Best Of The Best 2006: Boeing Business Jet 3

The Boeing Business Jet 3 is not just bigger than its predecessor; it is better. Announced last November, this mammoth aircraft, based on the highly advanced Boeing 737-900ER airframe, includes an extra helping of everything that made the Boeing Business Jet 2 Robb Report’s Best of the Best selection in 2004. In particular, Boeing has boosted the BBJ3’s ultralong-range capability to about 5,500 miles and increased the size of its already spacious cabin, making it an airplane for those who expect to spend quality time in the sky.

At 1,120 square feet, the new cabin is 11 percent larger than the BBJ2’s and 35 percent larger than that of the original BBJ. Suitably configured, the BBJ3 can become a portable home and office suite that includes a king-size bed, a fully equipped kitchen, and several private compartments for family, friends, and associates. The plane has a cargo capacity of as much as 1,595 cu ft (depending on the number of auxiliary fuel tanks), and the maximum takeoff weight is a substantial 187,700 pounds. Because the jet is based on Boeing’s vener­able 737, a workhorse for airlines throughout the world, dependability is a given.

The BBJ3 is expected to go into service in the first half of next year, following an initial flight that is scheduled for August. Boeing is pricing the aircraft at $62.5 million, but plan on spending another $10 million to $20 million in completion costs once you take delivery of the airplane.

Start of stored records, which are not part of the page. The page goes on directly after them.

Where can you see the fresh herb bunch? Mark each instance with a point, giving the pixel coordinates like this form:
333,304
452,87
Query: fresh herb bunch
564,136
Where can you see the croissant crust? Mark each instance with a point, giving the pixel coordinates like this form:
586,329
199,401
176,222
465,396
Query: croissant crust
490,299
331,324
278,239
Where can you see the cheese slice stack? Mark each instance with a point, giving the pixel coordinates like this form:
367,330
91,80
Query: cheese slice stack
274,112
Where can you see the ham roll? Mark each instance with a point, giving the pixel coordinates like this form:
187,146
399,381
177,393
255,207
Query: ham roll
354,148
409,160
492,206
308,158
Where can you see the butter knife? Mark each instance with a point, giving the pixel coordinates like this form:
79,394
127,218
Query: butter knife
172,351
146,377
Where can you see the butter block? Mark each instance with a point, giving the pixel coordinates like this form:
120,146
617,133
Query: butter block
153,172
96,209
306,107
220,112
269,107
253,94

Some completions—for example, those featuring multiple lavatories with marble countertops and gold fixtures—can run well north of $20 million.

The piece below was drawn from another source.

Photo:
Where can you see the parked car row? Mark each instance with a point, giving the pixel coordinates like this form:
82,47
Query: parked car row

Beyond acquisition and operating costs, the BBJ’s size is its only Achilles’ heel: It is not welcome at some airports because of physical limitations or local politics.

Boeing has sold more than 100 BBJs since launching the program in 1996. After recently adding an authorized service center in Dubai, Boeing now has eight such locations: three in Europe, two in the United States, one in Singapore, and two in the Middle East, where a good number of Boeing owners reside.